Automations

Automations

Automations (flows) run workflows when something happens in your Notion database. You can build them visually with the brick builder or write code in PHPScript.

Triggers

Every flow starts with a trigger — the event that causes it to run.

On Record Created — Runs when a new record is added to the database.

On Record Updated — Runs when any property on a record changes. Combine with change detection conditions to target specific property changes.

On Record Deleted — Runs when a record is archived or deleted.

Scheduled — Runs on a recurring schedule. Choose a day (every day, or a specific day of the week) and an hour (every hour, or a specific hour). Useful for daily reports, weekly summaries, or periodic cleanup.

On Webhook — Runs when an HTTP request is sent to the flow's webhook URL. After saving the flow, a unique URL is generated that you can call from external services. Accepts POST and GET parameters. Rate limited to 10 requests per minute.

On Email Received — Runs when an inbound email is received on a record in the database. The email content is available in the payload.

Visual Builder

The visual builder lets you create flows by adding and configuring bricks — discrete steps that execute in sequence.

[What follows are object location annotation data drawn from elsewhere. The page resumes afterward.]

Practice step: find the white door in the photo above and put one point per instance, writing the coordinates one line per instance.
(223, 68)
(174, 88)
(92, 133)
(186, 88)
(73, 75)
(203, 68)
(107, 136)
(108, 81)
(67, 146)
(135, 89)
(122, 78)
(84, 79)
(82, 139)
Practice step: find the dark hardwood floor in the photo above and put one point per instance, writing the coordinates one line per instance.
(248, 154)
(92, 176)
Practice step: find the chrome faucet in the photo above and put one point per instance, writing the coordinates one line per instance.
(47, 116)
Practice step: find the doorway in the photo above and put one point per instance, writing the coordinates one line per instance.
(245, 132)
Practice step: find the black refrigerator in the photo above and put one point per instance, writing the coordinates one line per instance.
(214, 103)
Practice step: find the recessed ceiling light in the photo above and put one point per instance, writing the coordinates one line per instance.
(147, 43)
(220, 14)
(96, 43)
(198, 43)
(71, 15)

Adding bricks: Click Add Step in the builder to insert a new brick. Each brick has a type, a label, and configuration options.

Configuring bricks: Click a brick to open its configuration panel. Fill in the required fields. Use the token picker ({{}}) to insert dynamic values from the trigger payload or previous bricks.

Nesting: Some bricks are containers. The Foreach brick loops over a collection, and the If brick branches based on a condition. Drag bricks inside containers to nest them.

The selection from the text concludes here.